The advent of shale production has transformed the energy industry, however to date a generic pore scale recovery mechanisms (governed by pore network structure) has been lacking. Two qualitatively different pore systems were compared and contrasted using scale independent techniques, finding organic hosted porosity (nanometer scale and common in unconventional reservoirs) to be much better connected than intergranular porosity (micrometer scale and common in conventional reservoirs). This contrast is explained by variations in pore shape, caused in turn by variations in the geological processes responsible for pore network genesis. These processes were examined by creating a suite synthetic pore geometries with strong statistical agreement between imaged and synthetic pore networks. Synthetic pore networks were then used to examine how connectivity changes with porosity (as may arise by varying degrees of shale maturity, or by reservoir diagenesis), showing that network connectivity, needed for effective capillary imbibition, is much easier to achieve in organic-type pore networks than in the intergranular-type pore networks. We then review how such techniques might be applied to solve problems within the petroleum industry, including the development of new pore-scale core analysis techniques and the application of wellsite imaging to aid production operations.

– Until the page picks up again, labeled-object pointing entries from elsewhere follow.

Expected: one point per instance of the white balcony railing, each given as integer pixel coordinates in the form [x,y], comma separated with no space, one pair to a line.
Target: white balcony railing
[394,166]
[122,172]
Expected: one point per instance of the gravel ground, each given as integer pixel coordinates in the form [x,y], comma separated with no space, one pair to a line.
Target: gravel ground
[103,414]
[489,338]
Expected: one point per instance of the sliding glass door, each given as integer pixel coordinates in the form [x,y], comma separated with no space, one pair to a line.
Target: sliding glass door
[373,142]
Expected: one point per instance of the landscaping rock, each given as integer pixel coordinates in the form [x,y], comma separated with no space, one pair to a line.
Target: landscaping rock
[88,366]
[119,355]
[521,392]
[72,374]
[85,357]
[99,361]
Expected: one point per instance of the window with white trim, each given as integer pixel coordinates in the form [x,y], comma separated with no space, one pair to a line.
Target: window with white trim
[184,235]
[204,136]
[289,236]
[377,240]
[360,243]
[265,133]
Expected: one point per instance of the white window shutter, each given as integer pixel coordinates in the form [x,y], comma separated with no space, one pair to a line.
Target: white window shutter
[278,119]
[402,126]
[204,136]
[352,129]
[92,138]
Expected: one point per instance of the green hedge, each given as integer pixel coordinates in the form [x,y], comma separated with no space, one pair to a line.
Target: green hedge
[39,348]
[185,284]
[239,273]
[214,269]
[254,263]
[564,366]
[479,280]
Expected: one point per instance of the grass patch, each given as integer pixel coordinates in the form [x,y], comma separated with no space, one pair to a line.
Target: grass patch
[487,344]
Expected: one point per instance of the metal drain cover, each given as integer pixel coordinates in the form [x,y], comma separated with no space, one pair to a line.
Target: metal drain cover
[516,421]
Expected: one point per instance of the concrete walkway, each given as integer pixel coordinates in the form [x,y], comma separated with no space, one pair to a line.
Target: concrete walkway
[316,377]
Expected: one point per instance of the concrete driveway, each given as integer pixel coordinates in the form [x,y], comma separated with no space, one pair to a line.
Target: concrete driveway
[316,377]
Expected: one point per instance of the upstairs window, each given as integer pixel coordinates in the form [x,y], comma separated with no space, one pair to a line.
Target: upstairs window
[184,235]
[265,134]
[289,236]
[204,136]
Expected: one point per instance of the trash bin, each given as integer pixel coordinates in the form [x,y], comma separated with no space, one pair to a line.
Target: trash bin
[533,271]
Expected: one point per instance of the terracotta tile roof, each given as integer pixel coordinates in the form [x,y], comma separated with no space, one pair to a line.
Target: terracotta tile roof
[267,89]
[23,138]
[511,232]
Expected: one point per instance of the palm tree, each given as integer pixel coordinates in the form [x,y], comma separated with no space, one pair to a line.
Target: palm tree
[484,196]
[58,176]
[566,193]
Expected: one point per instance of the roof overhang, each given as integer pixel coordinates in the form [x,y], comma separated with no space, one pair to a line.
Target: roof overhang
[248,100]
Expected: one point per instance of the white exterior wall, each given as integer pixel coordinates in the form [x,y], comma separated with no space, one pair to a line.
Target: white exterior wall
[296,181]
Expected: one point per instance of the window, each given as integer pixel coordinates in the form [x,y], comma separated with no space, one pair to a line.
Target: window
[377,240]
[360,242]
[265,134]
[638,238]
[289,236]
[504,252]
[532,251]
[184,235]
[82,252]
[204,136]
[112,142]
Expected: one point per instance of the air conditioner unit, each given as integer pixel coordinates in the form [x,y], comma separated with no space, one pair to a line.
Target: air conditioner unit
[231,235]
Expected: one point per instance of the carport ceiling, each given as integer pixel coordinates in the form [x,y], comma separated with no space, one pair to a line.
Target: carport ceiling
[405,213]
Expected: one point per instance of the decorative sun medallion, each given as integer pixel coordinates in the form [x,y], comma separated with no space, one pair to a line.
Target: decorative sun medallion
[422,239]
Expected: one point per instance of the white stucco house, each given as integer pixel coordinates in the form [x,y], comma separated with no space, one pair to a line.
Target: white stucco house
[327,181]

Large area electron microscopy map, classified using a machine learning algorithm, showing organic hosted pore structures (red), silicate mineral phases (green), pyrite (yellow) and microfractures (blue)

Bio

Dr. Matthew Andrew currently directs development of high resolution imaging technologies for the Oil and Gas Industry and the Geosciences within ZEISS microscopy. He completed his PhD at Imperial College London, where he developed the first pore scale core analysis system capable of imaging multiple fluid phases at reservoir conditions, which he used to examine a range of petrophysical properties including wettability, capillary pressure, flow dynamics and trapping behavior. His current research interests include the use of multiscale experimental methods for the investigation of multiphase flow, the integration of multimodal high resolution analysis with modern data science tools, the application of automated high resolution imaging technology to petroleum operations problems and the integration of data science techniques with petroleum production.